There’s also been a rise in the number of Covid patients in hospital and a rise in the number of deaths to a new total of 4,236, five of them in the last week. The reproduction rate has risen to 1.4.  But perhaps it’s all to be expected as the schools reopened, bars and restaurants began serving again, factories and building sites got back to work and the students returned.

What was not to be expected was that the testing system would let us down.  The laboratories were unable to cope with the surge in demand for results as routine tests were offered to more and more people, for example, all nursing home staff.  The Scottish Government pointed to the UK’s “Lighthouse” laboratories as the weakest link and generously offered to take nursing home tests into its NHS laboratories.  Nicola Sturgeon said this was not a criticism of the UK government but, of course, it was seen as such. Westminster politicians began to talk of the “four nations” pulling in different directions.   

Twists and turns in the road

Glasgow and surrounding districts are now under a “no house visits” regime and we are all subject to a new “rule of six”. Only six people can meet for social purposes indoors or outdoors, and they must come from just two households. The old distinction of “outdoor” and “indoor” meetings as been abandoned in an effort to clamp down on our new terrace culture.  

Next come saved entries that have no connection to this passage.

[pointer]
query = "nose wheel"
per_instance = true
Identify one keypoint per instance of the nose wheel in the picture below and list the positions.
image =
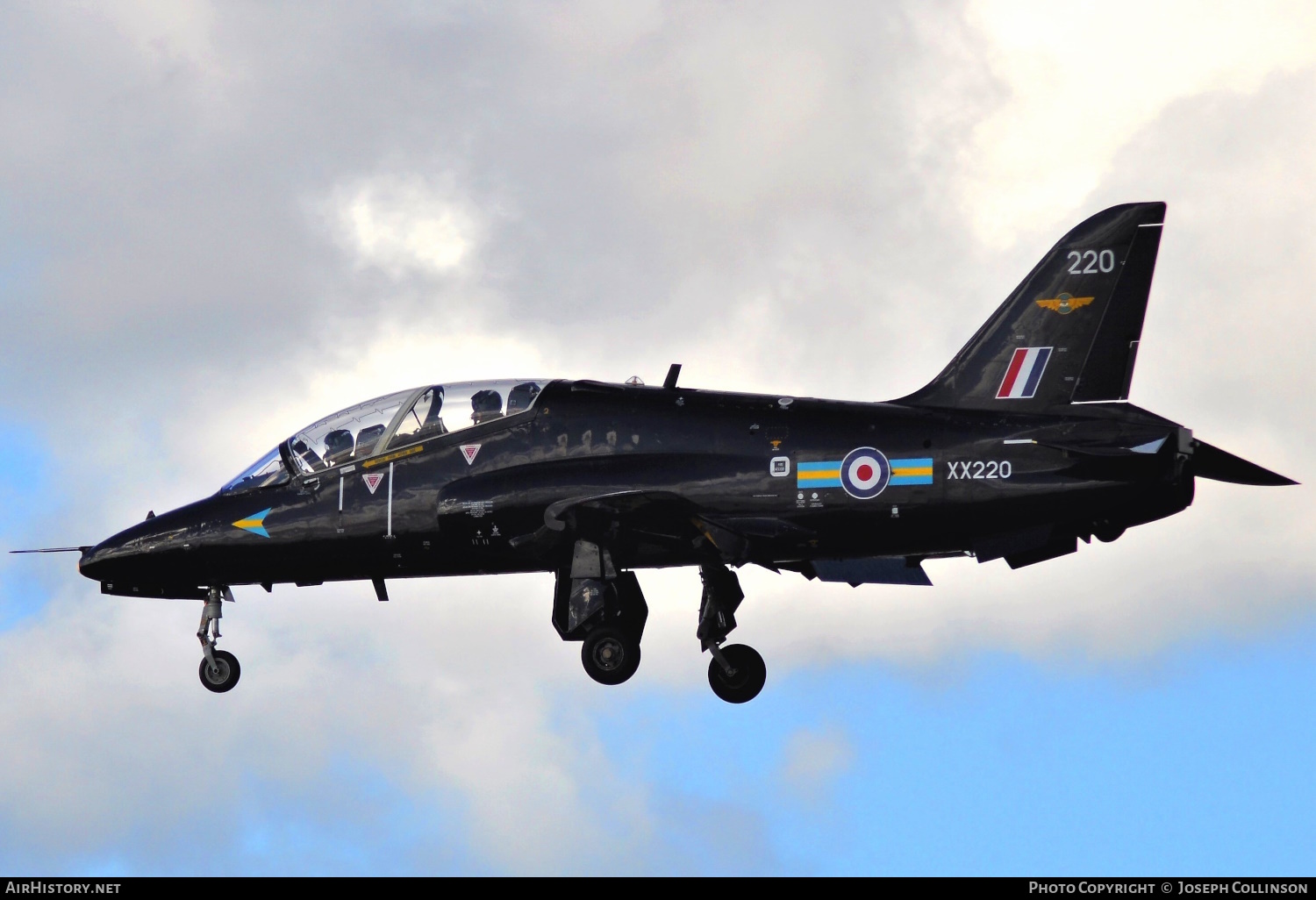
(220, 670)
(737, 673)
(610, 655)
(223, 675)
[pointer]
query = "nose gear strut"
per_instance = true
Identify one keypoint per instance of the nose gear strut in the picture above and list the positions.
(220, 670)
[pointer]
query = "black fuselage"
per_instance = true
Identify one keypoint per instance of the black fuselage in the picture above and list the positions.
(673, 476)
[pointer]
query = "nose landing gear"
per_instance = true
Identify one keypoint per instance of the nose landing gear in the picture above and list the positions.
(608, 655)
(603, 608)
(218, 670)
(736, 673)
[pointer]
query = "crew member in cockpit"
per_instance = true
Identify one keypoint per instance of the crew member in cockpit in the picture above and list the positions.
(486, 405)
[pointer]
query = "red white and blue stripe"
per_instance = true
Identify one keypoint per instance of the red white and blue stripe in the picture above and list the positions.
(1024, 373)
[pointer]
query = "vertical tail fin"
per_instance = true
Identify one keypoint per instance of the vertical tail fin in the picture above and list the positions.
(1070, 332)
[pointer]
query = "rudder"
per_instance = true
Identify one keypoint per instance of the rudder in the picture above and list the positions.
(1069, 333)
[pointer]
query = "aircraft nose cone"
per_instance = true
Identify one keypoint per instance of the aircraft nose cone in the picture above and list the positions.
(136, 553)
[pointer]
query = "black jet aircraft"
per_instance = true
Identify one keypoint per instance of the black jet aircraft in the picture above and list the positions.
(1023, 446)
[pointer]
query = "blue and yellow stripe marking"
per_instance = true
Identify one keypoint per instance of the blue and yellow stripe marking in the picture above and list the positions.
(828, 474)
(911, 471)
(812, 475)
(254, 524)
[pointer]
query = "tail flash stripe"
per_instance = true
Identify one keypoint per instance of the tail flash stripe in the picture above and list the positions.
(1012, 373)
(1024, 374)
(1036, 374)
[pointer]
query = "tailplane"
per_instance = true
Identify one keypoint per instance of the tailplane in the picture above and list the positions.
(1070, 331)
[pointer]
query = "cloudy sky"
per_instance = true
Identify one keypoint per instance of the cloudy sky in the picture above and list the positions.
(221, 221)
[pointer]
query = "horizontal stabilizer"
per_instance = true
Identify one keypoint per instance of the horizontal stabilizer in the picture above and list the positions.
(1220, 466)
(871, 570)
(55, 550)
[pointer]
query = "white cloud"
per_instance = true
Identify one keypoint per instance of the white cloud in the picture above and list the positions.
(733, 192)
(1084, 78)
(404, 225)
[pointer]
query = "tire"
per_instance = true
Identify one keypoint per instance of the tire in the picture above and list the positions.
(610, 655)
(749, 679)
(1107, 532)
(228, 674)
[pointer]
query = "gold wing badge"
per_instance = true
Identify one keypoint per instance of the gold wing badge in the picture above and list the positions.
(1063, 303)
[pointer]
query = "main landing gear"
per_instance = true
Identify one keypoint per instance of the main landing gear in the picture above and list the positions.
(736, 673)
(605, 611)
(220, 670)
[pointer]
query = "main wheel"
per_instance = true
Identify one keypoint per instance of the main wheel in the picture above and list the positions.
(224, 675)
(749, 678)
(608, 655)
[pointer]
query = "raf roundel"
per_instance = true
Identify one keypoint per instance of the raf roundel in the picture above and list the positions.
(865, 473)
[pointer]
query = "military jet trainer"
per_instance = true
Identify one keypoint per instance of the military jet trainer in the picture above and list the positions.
(1021, 447)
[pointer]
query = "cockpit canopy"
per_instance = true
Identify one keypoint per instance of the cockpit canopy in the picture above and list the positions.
(387, 423)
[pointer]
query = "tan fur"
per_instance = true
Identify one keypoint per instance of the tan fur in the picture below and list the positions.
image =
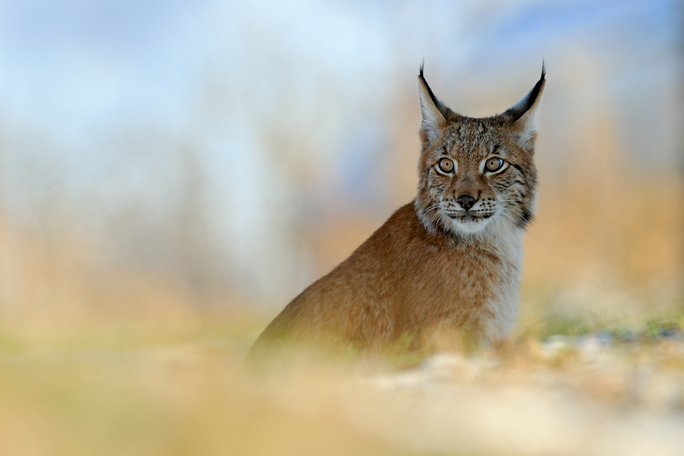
(433, 267)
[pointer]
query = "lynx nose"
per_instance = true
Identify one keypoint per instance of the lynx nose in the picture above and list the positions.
(466, 201)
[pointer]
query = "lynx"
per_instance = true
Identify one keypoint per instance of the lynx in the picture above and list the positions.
(448, 261)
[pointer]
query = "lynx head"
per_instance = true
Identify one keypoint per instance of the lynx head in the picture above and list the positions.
(477, 176)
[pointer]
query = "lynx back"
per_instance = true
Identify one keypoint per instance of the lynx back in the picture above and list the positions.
(448, 261)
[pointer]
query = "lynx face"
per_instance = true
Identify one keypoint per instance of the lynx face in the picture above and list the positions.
(476, 173)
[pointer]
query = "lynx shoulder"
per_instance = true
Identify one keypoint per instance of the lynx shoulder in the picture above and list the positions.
(451, 259)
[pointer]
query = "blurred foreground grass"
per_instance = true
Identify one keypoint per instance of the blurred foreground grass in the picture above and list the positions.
(176, 387)
(126, 365)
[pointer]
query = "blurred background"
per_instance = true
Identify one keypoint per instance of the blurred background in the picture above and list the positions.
(191, 156)
(174, 172)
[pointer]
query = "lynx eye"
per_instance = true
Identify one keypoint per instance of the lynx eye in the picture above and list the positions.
(493, 164)
(446, 165)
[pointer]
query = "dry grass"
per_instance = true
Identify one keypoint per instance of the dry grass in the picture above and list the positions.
(90, 367)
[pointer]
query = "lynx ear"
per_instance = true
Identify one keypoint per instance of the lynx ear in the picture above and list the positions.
(433, 110)
(523, 115)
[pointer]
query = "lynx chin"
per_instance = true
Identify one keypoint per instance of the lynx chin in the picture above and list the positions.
(449, 262)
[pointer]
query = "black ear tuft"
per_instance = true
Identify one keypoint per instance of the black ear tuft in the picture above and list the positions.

To add to the political chaos, Boris Johnson’s new Internal Market Bill has caused a special outrage in Scotland. Not only does it break international law, but the SNP see it as undermining the devolution that Scotland already has. They say we could end up having to accept GM food, American beef and chlorinated chicken and no special help can be given to Scottish industry. And on the small matter of breaking the law (the leaving treaty we already have with the European Union) Boris’s own legal adviser in Scotland, the Advocate General Lord Keen resigned.

On Thursday, the new UK Labour leader, Sir Keir Starmer, stepped into this quagmire on his first official visit to Keir Hardie’s home country.  He admitted straight away that the Labour Party has “a mountain to climb” if it’s going to win back its place as the main opposition to the SNP.  But he had nothing particularly new to say, except that the “four nations” must work together to beat the virus.  He had to tread carefully on Labour’s own quagmire, Richard Leonard having just seen off an attempt to unseat him as Scottish Labour leader.

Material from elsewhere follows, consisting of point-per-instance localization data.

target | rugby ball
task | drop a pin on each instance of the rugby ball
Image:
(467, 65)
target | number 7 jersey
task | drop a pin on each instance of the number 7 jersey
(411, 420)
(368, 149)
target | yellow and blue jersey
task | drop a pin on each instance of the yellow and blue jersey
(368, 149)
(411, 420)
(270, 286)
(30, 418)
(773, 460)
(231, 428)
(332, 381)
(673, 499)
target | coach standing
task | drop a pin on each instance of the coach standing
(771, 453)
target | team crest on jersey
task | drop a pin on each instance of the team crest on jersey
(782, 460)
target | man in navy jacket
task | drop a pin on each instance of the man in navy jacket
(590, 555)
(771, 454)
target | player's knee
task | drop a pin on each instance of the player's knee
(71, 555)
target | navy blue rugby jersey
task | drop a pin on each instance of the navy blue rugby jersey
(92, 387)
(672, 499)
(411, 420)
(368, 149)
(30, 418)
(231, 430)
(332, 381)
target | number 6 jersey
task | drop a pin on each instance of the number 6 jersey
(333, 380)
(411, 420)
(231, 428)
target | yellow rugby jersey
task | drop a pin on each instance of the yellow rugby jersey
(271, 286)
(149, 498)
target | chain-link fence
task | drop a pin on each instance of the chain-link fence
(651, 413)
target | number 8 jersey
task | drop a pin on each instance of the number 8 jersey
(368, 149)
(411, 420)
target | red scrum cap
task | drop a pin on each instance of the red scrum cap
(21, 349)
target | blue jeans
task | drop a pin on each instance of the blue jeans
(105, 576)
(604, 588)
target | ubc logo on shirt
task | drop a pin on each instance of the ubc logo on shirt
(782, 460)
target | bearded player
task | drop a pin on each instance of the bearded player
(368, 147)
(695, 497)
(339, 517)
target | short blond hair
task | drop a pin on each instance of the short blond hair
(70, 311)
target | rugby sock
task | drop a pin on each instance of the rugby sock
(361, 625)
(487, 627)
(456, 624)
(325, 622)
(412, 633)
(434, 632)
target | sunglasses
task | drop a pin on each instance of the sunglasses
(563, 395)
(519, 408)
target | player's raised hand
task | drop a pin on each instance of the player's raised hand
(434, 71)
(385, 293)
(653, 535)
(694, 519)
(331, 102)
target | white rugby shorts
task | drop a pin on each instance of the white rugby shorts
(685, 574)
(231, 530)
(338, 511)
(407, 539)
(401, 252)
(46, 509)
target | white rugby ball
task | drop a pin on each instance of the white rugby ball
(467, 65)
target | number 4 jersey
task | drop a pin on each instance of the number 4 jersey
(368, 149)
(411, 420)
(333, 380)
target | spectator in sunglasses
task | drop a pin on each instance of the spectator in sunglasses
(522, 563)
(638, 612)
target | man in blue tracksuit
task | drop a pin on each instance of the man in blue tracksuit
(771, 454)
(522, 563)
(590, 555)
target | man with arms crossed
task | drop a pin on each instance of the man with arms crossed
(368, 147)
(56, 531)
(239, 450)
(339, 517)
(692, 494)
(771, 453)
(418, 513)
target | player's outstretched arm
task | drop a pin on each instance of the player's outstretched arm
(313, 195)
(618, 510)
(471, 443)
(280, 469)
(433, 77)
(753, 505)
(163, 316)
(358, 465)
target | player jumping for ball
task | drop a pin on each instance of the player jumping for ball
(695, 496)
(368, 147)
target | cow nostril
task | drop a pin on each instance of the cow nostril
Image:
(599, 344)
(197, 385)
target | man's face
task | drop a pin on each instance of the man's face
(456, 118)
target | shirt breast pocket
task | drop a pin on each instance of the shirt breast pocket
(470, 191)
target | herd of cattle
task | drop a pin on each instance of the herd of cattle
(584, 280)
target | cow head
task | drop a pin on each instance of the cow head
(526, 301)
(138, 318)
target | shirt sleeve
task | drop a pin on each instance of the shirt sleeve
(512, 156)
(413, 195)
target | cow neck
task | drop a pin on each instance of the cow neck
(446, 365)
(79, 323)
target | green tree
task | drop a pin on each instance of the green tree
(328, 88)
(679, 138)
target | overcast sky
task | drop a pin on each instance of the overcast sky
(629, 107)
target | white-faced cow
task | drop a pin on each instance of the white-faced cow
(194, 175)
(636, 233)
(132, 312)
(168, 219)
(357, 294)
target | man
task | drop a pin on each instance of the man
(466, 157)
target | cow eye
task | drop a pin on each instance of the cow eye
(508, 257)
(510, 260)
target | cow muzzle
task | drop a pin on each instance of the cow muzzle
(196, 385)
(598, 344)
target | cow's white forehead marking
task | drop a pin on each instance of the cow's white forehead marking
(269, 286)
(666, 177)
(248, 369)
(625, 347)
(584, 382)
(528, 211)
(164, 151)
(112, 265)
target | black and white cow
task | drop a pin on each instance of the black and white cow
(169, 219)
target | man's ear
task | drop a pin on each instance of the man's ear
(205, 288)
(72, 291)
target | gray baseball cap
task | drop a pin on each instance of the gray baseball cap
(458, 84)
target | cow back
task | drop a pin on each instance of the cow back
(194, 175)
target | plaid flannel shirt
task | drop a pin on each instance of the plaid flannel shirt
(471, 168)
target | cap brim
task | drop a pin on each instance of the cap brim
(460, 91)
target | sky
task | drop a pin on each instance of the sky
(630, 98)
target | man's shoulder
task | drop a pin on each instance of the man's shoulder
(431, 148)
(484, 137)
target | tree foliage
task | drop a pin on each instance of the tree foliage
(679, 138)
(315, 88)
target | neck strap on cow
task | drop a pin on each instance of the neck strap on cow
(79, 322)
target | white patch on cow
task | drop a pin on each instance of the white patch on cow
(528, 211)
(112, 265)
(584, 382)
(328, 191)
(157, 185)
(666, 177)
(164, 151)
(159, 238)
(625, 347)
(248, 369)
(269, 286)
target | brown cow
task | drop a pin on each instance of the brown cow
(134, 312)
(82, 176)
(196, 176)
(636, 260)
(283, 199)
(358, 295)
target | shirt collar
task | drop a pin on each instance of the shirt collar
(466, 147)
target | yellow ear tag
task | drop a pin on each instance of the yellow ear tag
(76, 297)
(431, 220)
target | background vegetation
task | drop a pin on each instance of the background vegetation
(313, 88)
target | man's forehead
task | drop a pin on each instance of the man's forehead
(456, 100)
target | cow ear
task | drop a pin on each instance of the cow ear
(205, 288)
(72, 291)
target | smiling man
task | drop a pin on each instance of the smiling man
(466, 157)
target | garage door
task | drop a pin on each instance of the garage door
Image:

In all this, you would think someone was paying attention to the economy which is fast tumbling off a cliff.  National income fell by 19.4 per cent in the quarter to June and is due to keep falling when the Chancellor ends the job retention scheme at the end of October.  The Scottish Government is urging him to change his mind and extend it to next summer, at least in a targeted form. Unemployment has already risen to 4.6 per cent and youth unemployment to 14.5 per cent.

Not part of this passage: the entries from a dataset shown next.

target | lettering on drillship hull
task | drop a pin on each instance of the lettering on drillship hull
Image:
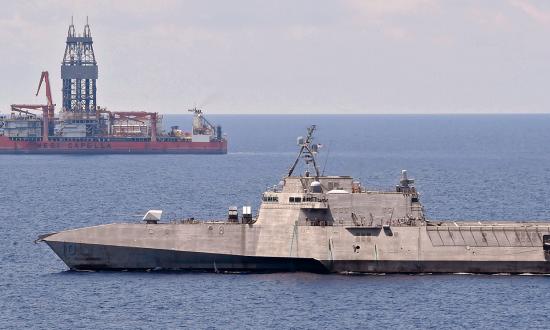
(75, 145)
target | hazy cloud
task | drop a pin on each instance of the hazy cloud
(252, 56)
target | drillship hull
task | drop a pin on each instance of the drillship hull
(8, 146)
(241, 248)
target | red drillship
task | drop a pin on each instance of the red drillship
(84, 127)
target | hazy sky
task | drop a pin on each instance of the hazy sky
(398, 56)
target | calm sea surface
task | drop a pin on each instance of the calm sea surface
(466, 167)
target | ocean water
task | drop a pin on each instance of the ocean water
(466, 167)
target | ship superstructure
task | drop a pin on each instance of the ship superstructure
(312, 222)
(82, 126)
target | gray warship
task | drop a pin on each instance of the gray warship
(313, 223)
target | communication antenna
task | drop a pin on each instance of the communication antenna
(308, 150)
(326, 159)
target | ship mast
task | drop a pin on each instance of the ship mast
(308, 150)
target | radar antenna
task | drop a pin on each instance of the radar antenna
(308, 150)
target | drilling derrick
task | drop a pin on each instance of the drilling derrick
(79, 116)
(79, 72)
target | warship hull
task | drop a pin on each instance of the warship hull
(406, 250)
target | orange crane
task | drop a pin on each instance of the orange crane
(45, 77)
(47, 109)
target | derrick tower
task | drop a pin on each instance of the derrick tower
(79, 73)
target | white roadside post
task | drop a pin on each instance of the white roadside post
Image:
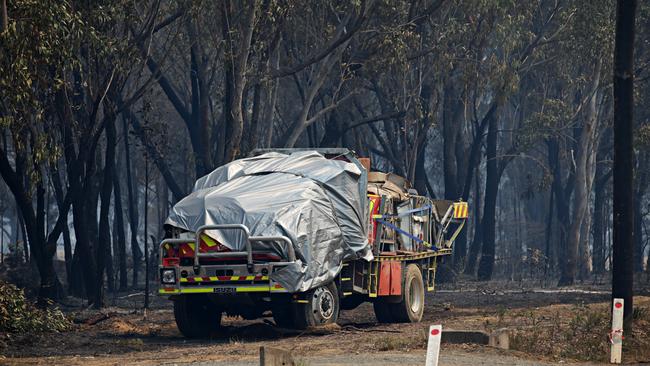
(616, 337)
(433, 347)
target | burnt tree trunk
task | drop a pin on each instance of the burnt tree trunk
(119, 231)
(486, 264)
(136, 253)
(623, 247)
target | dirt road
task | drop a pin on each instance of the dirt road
(539, 320)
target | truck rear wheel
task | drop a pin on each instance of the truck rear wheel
(196, 316)
(322, 307)
(411, 308)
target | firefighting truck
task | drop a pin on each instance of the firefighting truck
(405, 237)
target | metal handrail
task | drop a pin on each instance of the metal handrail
(248, 242)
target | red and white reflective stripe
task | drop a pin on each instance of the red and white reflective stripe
(616, 336)
(433, 346)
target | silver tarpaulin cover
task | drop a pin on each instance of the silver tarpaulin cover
(318, 203)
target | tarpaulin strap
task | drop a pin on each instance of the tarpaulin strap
(429, 245)
(402, 214)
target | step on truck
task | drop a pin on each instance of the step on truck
(302, 234)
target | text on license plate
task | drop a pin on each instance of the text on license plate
(224, 290)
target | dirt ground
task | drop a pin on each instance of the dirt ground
(547, 327)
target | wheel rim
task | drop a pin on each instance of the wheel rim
(415, 296)
(323, 304)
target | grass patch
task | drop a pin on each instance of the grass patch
(20, 316)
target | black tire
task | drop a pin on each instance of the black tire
(196, 316)
(411, 308)
(383, 311)
(283, 313)
(322, 307)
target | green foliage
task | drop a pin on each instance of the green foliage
(18, 315)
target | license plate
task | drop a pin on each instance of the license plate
(224, 290)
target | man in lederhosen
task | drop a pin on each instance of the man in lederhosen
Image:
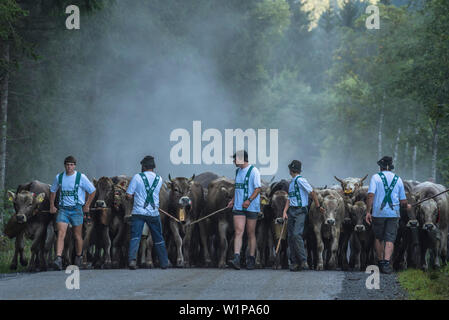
(145, 188)
(72, 205)
(245, 207)
(295, 212)
(385, 193)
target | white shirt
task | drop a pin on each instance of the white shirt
(68, 184)
(137, 188)
(376, 186)
(304, 189)
(253, 183)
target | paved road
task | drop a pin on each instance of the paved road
(197, 284)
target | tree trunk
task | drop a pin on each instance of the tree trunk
(435, 151)
(396, 147)
(4, 82)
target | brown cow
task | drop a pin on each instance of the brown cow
(29, 220)
(219, 228)
(432, 217)
(186, 199)
(326, 227)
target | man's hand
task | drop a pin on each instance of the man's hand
(368, 218)
(86, 208)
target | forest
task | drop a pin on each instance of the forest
(340, 94)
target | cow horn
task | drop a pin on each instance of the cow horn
(363, 179)
(339, 180)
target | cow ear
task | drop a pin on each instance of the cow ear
(40, 197)
(11, 196)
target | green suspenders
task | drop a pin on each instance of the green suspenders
(71, 193)
(296, 193)
(244, 185)
(150, 190)
(388, 190)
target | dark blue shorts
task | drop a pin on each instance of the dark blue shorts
(71, 215)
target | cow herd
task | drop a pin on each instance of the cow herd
(337, 239)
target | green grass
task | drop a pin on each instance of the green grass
(421, 285)
(7, 252)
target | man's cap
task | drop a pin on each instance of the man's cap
(240, 153)
(148, 162)
(70, 159)
(386, 163)
(295, 165)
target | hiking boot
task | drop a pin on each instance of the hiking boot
(304, 266)
(132, 265)
(294, 267)
(251, 263)
(57, 264)
(78, 261)
(235, 263)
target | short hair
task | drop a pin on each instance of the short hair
(70, 159)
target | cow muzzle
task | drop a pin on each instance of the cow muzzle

Hume: Photo: Martin McAdam

No wonder the country is falling into a mood of self- doubt.  Our national philosopher David Hume (1711-1776) has been called into question over his alleged support for the slave trade.  Edinburgh University has removed his name from the David Hume Tower, an ugly high-rise building in George Square.  The gesture has caused a genteel academic row between those who’ve discovered this weakness in an obscure letter Hume wrote to his employer and in a footnote to one of his essays and those who believe Hume to be one of the gods of the Enlightenment.

From what I remember from my brief encounter with Hume at Aberdeen University in the swinging 70’s he argued that there’s a difference between “is” and “ought” and that reason is the slave (to use that word!) of the passions. Fair enough, I thought, but that still doesn’t advise us on what we should do, so it’ not really much of a philosophy.  Discuss. 

There is so much to discuss in these pandemic times.